Monday, August 07, 2006

Link Love 1

"Culture and Demographic Crisis", by Frederick Turner, writing for TCS. Reflecting on how a visiting Martian might wonder why humanity appears to choose mystical and transcendent religions to give order and meaning to the cosmos and their place in it, instead of secular humanism or existentialism, he writes:
Only after a study of the evolutionary history of the species would the Martian come to the shocking realization that the reason such sensible, inexpensive and prudent views did not prevail across the globe was that every society that adopted them had died out from lack of natural increase. He would note that all the cultures of the present day that had taken the intelligent position on meaning were undergoing demographic collapse and would, in geological time, be extinct tomorrow.
This is a point that often seems to escape the otherwise fine writers over at GNXP. While recognizing the global threat of Islamism, they miss that the secularized society they favor may not, and probably doesn't, have the internal fortitude to adequately resist it. Mr. Turner proceeds to make a mistake of his own, namely advocate open borders as opposed to "closing the border," as if these were our only options. We can, and should, take note of our demographics and how the kinds of immigrants we let in may adversely affect our institutions.
Update: In the comments, Razib of GNXP writes, among other things:
I do not favor a secular society in that that is a society where the majority of individuals reject the supernatural. That simply won't happen (even those who are against "organized religon" are usually spiritual or vaguely theistic, not atheists). I simply favor one where atheists can be left alone to flourish and make their contribution to posterity.
My apologies for the misrepresentation.

3 comments:

Razib said...

the attack is only demographic, islamism has no firepower because secular society has all the weapons and is much better at producing them. if you want a attrition comparison the key is can muslims reproduce faster than secularists kill them? of course that's not going to happen. in any case, the secularism = low birthrate is a bit too simple. after all, birthrates have been dropping throughout the world while secularism has been increasing only marginally. iran's TFR is 1.8, and southern europe (spain, italy) tends to be more religious than france or sweden, but the latter have higher TFRs (and this can not just be attributed to immigration, the native born whites tend to have higher TFR).

in any case, frederick turner is wrong, secular societies did not die out, because societies as a whole do not choose to be secular or not. it seems far more plausible that individuals do or do not reproduce, and by their nature those who reproduce within a society replace those who do not (it is a feedback mechanism). large scale immigration can alter this dynamic.

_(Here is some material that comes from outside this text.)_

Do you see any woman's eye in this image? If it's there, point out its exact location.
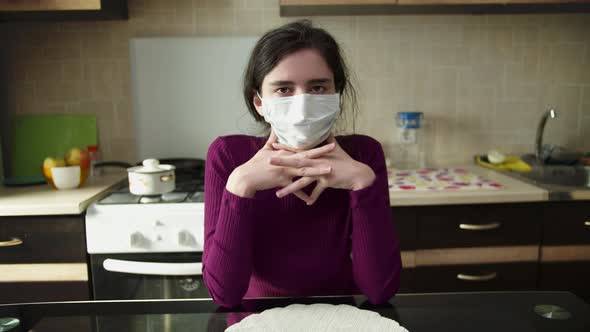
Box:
[275,87,291,95]
[311,85,326,93]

but in any case, societies maybe secular, but individuals are not. most western societies are not atheistic, just post-christian. it seems that strong cognitive biases exist which will perpetuate supernatural belief.

Razib said...

p.s., i do not favor a secular society in that that is a society where the majority of individuals reject the supernatural. that simply won't happen (even those who are against "organized religon" are usually spiritual or vaguely theistic, not atheists). i simply favor one where atheists can be left alone to flourish and make their contribution to posterity.

Φ said...

Razib, thanks for posting.

To speak of a society has having a collective consciousness regarding something like religion is, to an extent, metaphorical; however, the individual decisions and attitudes are nonetheless cumulative. Although I would have to go looking for the actual data, I have seen any number of studies showing that Americans regularly outpoll Europeans on measures of religious piety, and we also have a higher total fertility rate (TFR). Within the U.S. also, reliosity correlates with fertility.

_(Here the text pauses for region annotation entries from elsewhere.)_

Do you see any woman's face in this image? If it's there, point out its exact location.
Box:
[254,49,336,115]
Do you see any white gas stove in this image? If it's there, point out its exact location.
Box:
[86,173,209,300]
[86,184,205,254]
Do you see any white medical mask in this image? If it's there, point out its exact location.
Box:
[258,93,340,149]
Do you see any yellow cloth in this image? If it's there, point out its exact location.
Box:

But you are correct that the relationship is multivariate, and the lines of causality probably run both ways.

The effect of low fertility on national power is almost certainly bad, both directly and indirectly. The direct effect is that a nation with few children is less willing to risk them in war, no matter how highly leveraged by technology their lives may be. Indirectly, as Frederick Turner writes, low fertility and religious indifference may both be symptoms of social malaise, specifically the doubt that the civilization passed to it may be worth preserving.